Never mind the work by Motorola and Bell on wireless telephony well before 1976—what is the earliest reference to a portable phone in literature? It is probably the earliest literary reference to a telephone of any kind, and it sinks the HMS Pinafore by two months, appearing in Mark Twain’s short story for the Atlantic Monthly in March 1878, “The Loves of Alonzo Fitz Clarence and Rosannah Ethelton.”
At that point, Alexander Graham Bell’s telephone patent was only 24 months old, but Twain ran with the possibilities. He tells the story of Alonzo Fitz Clarence, “in his snug and elegant little parlor,” on a “venomously cold” night in Eastport, Maine, wearing “a lovely blue silk dressing-gown.” Frustrated by a balky clock and wanting to know the time, Alonzo “sat down at a rose-wood desk, leaned his chin on the left-hand edge of it, and spoke, as if to the floor.”
He begins chatting with his Aunt Susan, and Twain, without mentioning a telephone, gradually reveals that she is elsewhere—there is three hours’ difference between them, and Aunt Susan reports that the weather is “warm and rainy and melancholy.” Alonzo hears in the background a young woman singing “In the Sweet By and By.” He “listened a moment,” Twain writes, “and said in a guarded, confidential voice, ‘Aunty, who is this divine singer?’”
Alonzo and Rosannah Ethelton, who is staying with his aunt for a month, talk deep into the night. Only after the conversation ends do we learn where she is, when Alonzo says (cue Tony Bennett): “How wonderful it is! Two little hours ago I was a free man, and now my heart’s in San Francisco!”

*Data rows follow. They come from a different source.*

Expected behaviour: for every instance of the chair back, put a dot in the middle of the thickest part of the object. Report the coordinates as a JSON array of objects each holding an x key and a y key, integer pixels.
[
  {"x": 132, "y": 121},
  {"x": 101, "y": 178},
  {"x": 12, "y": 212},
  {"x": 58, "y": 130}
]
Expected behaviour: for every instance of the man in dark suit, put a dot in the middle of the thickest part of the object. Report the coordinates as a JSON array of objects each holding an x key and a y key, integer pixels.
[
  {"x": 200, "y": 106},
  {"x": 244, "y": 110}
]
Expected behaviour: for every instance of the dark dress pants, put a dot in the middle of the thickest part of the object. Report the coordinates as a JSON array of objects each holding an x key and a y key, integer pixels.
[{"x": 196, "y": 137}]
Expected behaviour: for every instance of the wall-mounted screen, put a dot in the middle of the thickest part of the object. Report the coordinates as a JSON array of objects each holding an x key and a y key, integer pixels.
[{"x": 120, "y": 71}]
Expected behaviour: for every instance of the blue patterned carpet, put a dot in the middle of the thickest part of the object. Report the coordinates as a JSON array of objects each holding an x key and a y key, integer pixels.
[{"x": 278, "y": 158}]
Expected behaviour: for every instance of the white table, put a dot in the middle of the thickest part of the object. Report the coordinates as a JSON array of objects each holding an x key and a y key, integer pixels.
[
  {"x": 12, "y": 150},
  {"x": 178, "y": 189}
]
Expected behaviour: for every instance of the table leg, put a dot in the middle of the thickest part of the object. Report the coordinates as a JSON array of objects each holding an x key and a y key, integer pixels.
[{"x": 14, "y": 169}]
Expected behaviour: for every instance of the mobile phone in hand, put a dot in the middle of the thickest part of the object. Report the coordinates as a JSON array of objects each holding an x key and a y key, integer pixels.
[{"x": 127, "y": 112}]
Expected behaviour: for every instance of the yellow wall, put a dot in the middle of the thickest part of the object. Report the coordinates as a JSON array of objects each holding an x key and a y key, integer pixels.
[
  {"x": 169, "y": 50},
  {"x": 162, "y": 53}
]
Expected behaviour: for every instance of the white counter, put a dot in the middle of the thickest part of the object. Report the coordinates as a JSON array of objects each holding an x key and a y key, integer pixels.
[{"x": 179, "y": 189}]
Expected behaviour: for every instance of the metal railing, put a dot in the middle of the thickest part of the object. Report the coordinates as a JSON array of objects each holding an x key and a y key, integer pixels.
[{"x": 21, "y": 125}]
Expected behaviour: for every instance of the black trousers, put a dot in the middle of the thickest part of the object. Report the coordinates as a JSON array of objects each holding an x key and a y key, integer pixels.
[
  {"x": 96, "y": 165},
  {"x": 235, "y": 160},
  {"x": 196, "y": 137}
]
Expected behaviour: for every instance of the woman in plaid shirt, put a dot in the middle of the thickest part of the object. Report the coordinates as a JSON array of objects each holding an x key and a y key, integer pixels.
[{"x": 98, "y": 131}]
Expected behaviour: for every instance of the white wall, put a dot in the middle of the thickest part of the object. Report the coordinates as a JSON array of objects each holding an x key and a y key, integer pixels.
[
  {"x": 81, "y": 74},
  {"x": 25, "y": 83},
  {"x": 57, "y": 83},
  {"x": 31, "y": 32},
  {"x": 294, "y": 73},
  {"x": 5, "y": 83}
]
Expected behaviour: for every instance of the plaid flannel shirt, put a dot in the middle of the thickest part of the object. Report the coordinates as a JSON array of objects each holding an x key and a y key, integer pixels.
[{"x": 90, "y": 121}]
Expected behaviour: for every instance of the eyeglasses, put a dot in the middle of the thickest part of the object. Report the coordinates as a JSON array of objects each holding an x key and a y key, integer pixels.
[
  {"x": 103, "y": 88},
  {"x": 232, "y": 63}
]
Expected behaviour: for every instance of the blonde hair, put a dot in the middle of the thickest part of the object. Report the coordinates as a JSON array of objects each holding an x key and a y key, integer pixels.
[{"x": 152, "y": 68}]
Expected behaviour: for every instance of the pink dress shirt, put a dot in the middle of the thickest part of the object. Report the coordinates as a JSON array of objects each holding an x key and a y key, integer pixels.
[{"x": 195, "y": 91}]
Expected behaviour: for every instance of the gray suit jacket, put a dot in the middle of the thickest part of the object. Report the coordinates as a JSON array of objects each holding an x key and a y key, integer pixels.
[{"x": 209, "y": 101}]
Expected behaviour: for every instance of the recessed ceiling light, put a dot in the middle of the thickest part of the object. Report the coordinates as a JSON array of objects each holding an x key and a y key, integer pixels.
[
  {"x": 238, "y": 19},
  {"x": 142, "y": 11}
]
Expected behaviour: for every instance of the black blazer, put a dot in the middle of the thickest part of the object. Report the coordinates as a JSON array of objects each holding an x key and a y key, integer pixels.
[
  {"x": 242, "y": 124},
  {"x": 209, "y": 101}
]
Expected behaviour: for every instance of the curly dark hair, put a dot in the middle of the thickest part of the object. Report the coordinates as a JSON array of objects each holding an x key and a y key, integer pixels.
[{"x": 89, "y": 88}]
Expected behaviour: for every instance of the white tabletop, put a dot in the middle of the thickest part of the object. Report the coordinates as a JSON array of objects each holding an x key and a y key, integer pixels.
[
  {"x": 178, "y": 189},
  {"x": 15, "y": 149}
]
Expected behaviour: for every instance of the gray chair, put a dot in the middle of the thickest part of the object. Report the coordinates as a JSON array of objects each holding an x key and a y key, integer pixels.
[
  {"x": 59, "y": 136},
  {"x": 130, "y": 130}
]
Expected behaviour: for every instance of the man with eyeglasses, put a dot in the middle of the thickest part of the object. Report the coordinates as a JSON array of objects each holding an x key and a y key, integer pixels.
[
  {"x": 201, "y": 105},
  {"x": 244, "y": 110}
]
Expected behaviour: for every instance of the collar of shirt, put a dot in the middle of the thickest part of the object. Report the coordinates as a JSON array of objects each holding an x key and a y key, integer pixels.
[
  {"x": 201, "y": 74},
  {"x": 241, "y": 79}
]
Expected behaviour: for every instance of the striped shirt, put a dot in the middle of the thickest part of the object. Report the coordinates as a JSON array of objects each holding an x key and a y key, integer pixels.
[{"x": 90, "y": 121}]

The first coast-to-coast phone call wouldn’t actually be placed until 1915, but the transcontinental connection was hardly Twain’s only tech vision in the story. Music piracy, wiretapping and encryption come up when one Sidney Algernon Burley, also in love with Rosannah, assumes a false identity and travels from San Francisco to Maine intent on wrecking the blossoming romance. Posing as a clergyman visiting Eastport, Burley calls on Alonzo and mentions in passing that he has invented an improved telephone.
“At present,” Burley-as-clergyman says, “a man may go and tap a telegraph wire which is conveying a song or a concert from one state to another, and he can attach his private telephone and steal a hearing of that music as it passes along. My invention will stop all that.”